A day in the life of a liver intensive therapy unit pharmacist

Sara Sawieres details a typical day as lead pharmacist for the liver intensive therapy unit at King’s College Hospital.

Sara Sawieres

King’s College Hospital in London supports one of the largest liver transplant programmes in Europe and has an integrated hepatology programme that is renowned worldwide. The patient population on the liver intensive therapy unit (LITU) varies significantly from other adult units. We support liver transplantation and have a particular pedigree in the management of acute liver failure, decompensated chronic liver disease, hepatobiliary surgery, pancreatitis and complex abdominal conditions.
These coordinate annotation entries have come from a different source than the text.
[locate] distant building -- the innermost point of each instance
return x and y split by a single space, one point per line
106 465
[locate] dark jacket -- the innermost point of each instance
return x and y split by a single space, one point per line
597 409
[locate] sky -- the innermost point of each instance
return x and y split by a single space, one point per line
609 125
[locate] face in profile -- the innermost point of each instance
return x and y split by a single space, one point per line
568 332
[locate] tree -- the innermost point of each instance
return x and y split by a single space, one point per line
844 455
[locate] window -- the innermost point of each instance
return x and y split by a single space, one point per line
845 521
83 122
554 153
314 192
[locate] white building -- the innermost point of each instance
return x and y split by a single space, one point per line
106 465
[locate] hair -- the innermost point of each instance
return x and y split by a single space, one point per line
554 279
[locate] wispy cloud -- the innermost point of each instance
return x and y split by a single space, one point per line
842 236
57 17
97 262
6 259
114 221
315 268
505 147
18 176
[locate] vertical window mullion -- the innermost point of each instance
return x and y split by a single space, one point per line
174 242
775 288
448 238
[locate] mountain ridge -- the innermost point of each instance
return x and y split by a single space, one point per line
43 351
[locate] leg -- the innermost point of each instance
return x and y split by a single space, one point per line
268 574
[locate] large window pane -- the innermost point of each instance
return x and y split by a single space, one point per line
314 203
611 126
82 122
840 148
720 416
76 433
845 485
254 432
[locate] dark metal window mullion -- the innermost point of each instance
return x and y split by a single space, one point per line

I work at King’s College Hospital as part of the liver pharmacy team where I have progressed to my current role as lead pharmacist for LITU. We provide pharmacy services to pre-transplantation, general hepatology and post-transplant cohorts. 

Training and induction

Liver pharmacists usually attend national and international liver meetings to gain insight into novel treatments and procedures. This gives us an understanding of novel therapies. We usually provide basic survival guides by way of introduction to the liver team and we will also send new members out on study days.

09:00 start

I am always wary that we will have new, high-acuity patients on the unit. These patients require unprecedented levels of support but can still have excellent outcomes.

One of the simplest but most important interactions of the day is the immediate handover I receive from the nurse in charge at the start of my shift, who will communicate any issues and tell me about any particularly unwell patients. This helps inform and prioritise my practice.


My first new patient today is a young man diagnosed with rhabdomyolic multi-organ failure and heat stroke following ingestion of MDMA. He presented with “odd behaviour”, followed by seizure activity and coma with circulatory collapse and metabolic disarray on arrival. He was maintained in an induced coma to attenuate rises in intracranial pressure and required noradrenaline and milrinone infusions to maintain his blood pressure and cardiac output. He required continuous veno-venous haemofiltration at supra-normal doses to correct his profound metabolic acidosis, and was scheduled for therapeutic plasma exchange.

Screening the medication chart ensures medications are dosed appropriately for the prescribed high effluent volume renal replacement therapy, and that his liver is supported with an infusion of N-acetylcysteine. Given the large number of infusions these patients require, it is important to take note of potential drug interactions and to help the nurses manage intravenous access efficiently.


My next new patient is a young lady transplanted for Budd–Chiari syndrome (occlusion of the hepatic veins). A newly transplanted patient requires review of the pre-transplant assessment, the patient’s kidney and liver function, and a review of the donor and recipient cytomegalovirus, toxoplasmosis and hepatitis B core antibody status. This enables me to screen the drug chart to ascertain if the immunosuppressant dose is correct and whether any additional basiliximab or other medications are required in the immediate post-transplant phase.

The indication for transplant means the patient needs formal anticoagulation with heparin. This patient has blood in her drains and an international normalised ratio of 1.8; however, the surgeons described her as highly coagulopathic during her transplant. Although there is a risk she will bleed, the risk of clotting in her hepatic vessels is much higher and has grave consequences. I discuss this with the consultant and the transplant surgeons, and we agree to initiate a heparin infusion with tight monitoring of activated partial thromboplastin time ratio.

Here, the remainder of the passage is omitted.